There are fewer things more obvious in cinema than a bombastic biopic, charting the life of one of the world’s most iconic showmen Freddie Mercury and rock band Queen. Having sold more than 300 million records and played to millions around the world over the decades, it seems on paper to be one of the easier tasks in Hollywood. Despite this, the production has gone through more chaos than one of the band’s infamous parties.
Envisaged back in 2008, the central role of Mercury has been passed around more than one leading man, from Sacha Baron Cohen to finally landing on Mr Robot star Rami Malek. Likewise, scripts and directors have come and gone, most recently Bryan Singer who was removed from the production following alleged ‘difficult relationships’ with the cast on-set.
To the dismay of some, rather than focus on the life and death of enigmatic Mercury, the film orbits around Queen’s greatest hour (or rather 20 minutes), 1985’s Live Aid concert. The story told around it charts a jukebox journey across some of the band’s greatest musical successes, including the film’s namesake.
Rami Malek’s portrayal of Freddie Mercury is undoubtedly one of the great cinema portrayals and is worthy of his much-heralded success. Whilst he doesn’t quite capture the look of Freddie’s early days in the 1970s, he exudes the raw energy and boundless charisma of his later era, whilst also managing to convey the more sober moments of loneliness in the life of this deeply private man. Moments maybe too few throughout the 2-hour 20-minute runtime.
Fans will obviously be encapsulated by the feel-good soundtrack, but the technical marvel of the main set-piece moment of Live Aid is spectacular to see recreated. Every look, note and gesture has been meticulously covered, on a marvelously staged replica of Wembley Stadium.

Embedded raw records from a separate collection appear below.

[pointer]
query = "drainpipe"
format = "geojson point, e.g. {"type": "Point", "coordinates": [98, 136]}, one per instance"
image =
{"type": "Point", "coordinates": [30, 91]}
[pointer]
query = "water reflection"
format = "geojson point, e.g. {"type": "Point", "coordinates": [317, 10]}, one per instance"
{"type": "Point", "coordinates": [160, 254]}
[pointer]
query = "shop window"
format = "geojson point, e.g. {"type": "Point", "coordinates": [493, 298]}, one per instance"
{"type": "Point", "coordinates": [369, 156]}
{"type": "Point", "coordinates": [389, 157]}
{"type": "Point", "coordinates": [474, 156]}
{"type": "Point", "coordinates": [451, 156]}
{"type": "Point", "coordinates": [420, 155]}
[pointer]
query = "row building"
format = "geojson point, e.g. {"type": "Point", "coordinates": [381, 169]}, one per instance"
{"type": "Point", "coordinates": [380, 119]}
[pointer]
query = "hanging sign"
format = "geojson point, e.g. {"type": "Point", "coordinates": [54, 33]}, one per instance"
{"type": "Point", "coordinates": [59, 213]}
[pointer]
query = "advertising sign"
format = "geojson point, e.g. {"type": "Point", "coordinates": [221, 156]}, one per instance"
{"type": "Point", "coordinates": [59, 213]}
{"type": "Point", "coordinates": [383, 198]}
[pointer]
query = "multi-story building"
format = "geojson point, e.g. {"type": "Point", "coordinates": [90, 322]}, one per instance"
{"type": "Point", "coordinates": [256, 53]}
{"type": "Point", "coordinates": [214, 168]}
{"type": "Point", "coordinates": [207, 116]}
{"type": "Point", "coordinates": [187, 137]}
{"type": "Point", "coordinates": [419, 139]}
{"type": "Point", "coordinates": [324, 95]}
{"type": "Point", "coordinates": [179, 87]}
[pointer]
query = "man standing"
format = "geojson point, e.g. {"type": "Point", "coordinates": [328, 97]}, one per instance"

In the end, executive producers Brian May and Roger Taylor must be delighted at having secured the legacy of the band with a series of award successes, culminating in four Oscar wins, including ‘Best Actor’ for Rami Malek. Whether this was the Freddie Mercury film the critics wanted is unclear. However, the fans and audience have clearly stomped their feet to the famous ‘We Will Rock You’ beat.